Ayrıca, yüksek performanslı bilgi işlemde karşılaşılan termal sorunları çözebilir, daha güçlü çiplerin daha az soğutma gücü gerektirmesini sağlayabilir. Bu teknoloji, lazerler, fotodedektörler, LED'ler ve radar sistemleri gibi diğer uygulamalarda da kullanılabilir ve otomotiv ve havacılık endüstrilerine uygulanabilir. Bu sistem ayrıca pasif olarak çalışma potansiyeline sahip, yani sıvının faz değiştirmesinin ısıyı konveksiyon yoluyla dağıtmasına olanak tanıyarak pompa mekanizmasına ihtiyaç duymadan işlev görebilir.

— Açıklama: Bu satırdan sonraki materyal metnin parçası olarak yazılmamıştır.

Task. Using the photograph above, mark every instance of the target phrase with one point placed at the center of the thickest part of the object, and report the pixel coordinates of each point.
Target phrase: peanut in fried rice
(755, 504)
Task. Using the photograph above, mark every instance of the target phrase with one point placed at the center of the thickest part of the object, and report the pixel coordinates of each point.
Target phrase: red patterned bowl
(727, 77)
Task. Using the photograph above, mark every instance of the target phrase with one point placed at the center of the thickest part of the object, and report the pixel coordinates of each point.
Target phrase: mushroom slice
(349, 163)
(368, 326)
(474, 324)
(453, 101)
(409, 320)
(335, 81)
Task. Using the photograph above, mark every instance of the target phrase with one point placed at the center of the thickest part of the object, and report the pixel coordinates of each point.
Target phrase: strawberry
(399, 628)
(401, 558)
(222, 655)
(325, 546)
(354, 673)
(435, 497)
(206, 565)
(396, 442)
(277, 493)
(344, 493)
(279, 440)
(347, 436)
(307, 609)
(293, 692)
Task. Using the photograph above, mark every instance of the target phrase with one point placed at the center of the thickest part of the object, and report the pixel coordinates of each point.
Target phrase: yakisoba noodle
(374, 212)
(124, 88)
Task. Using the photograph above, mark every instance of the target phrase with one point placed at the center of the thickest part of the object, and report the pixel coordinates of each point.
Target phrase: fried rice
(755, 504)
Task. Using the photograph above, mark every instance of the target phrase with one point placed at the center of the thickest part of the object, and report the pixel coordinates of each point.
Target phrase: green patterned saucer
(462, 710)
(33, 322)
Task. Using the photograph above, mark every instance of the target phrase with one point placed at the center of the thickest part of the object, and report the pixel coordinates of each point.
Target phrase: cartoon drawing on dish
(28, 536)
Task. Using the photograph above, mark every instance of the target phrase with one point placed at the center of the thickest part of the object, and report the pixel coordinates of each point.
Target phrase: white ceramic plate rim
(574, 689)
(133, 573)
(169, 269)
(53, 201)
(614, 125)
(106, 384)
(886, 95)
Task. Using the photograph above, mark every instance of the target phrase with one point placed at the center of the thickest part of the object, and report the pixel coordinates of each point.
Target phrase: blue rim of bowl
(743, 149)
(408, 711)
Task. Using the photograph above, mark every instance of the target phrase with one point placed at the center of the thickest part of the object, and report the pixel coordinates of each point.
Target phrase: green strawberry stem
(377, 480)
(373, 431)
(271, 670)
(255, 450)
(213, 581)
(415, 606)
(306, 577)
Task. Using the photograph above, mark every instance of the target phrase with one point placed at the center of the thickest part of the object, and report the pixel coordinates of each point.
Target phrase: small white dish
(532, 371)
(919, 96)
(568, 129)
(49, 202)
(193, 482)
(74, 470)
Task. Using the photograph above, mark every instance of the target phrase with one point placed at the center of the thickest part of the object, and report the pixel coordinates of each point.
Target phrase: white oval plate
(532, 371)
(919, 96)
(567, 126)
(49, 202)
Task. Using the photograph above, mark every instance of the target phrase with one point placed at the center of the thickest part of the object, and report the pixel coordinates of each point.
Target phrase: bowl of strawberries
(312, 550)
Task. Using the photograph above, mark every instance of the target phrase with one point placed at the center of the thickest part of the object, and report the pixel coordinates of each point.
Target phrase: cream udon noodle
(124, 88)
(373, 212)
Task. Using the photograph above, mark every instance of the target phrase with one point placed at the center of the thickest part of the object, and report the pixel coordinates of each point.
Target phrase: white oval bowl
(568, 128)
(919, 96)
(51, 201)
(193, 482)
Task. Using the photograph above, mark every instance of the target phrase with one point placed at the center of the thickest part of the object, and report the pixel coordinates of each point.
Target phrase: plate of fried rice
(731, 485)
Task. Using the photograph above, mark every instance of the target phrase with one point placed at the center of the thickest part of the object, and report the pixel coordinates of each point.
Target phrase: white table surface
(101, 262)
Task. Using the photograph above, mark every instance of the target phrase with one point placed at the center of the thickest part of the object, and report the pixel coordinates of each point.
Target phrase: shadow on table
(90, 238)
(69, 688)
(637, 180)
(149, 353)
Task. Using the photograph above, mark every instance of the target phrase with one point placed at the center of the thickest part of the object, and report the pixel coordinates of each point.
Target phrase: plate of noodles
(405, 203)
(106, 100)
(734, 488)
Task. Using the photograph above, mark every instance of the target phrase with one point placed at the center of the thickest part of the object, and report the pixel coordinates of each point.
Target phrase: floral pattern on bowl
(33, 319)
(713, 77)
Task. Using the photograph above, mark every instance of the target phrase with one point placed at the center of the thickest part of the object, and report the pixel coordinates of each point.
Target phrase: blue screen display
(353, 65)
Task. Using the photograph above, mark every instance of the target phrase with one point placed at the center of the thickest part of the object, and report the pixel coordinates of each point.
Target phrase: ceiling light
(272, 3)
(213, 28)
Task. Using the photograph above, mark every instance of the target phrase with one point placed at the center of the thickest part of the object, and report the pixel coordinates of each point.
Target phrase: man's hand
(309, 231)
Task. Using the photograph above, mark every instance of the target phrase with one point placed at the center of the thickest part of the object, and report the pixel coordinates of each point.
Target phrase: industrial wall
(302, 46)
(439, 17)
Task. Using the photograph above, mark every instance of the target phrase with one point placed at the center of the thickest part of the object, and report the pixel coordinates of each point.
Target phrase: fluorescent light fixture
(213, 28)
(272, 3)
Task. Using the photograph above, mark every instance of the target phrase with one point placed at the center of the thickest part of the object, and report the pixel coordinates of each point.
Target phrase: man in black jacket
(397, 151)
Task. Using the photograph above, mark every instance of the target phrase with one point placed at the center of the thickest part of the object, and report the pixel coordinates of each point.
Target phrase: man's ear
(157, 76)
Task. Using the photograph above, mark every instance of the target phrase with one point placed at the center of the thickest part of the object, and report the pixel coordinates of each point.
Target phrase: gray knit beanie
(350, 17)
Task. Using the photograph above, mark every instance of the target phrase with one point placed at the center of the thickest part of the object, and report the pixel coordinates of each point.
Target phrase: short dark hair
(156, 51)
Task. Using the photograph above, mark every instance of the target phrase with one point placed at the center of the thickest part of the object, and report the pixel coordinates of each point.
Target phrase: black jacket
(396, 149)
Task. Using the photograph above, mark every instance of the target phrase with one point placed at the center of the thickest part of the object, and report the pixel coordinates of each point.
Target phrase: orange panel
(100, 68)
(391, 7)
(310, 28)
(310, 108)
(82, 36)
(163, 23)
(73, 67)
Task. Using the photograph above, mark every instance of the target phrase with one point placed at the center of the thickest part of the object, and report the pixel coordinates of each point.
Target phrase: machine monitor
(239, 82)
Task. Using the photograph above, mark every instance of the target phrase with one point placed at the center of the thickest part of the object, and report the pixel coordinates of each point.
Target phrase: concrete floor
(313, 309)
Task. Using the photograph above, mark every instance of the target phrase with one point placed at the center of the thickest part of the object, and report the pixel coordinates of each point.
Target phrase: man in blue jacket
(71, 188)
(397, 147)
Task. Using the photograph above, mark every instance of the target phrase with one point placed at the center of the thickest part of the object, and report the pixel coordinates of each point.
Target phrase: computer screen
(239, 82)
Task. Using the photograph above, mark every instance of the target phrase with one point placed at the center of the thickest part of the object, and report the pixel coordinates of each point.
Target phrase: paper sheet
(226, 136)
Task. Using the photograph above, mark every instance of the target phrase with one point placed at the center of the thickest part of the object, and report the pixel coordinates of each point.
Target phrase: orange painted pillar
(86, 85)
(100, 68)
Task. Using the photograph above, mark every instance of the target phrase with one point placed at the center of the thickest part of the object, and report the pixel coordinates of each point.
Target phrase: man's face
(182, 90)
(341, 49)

Çiplerimiz her yıl daha da küçüldükçe, bu kadar küçük bir alanda daha fazla ısı üretmeye başlıyorlar. Bu nedenle, yarı iletken gelişimine ayak uydurabilmek için soğutma teknolojisinde yeniliğe ihtiyacımız var. Daha önce bazı yeni aktif soğutma çözümleri görmüştük. Ancak bu yeni iki fazlı sistem, pasif soğutma teknolojisinde potansiyel olarak inovasyonlara yol açabilir, bize dar alanlara sığan ve güç gerektirmeyen etkili bir seçenek sunabilir.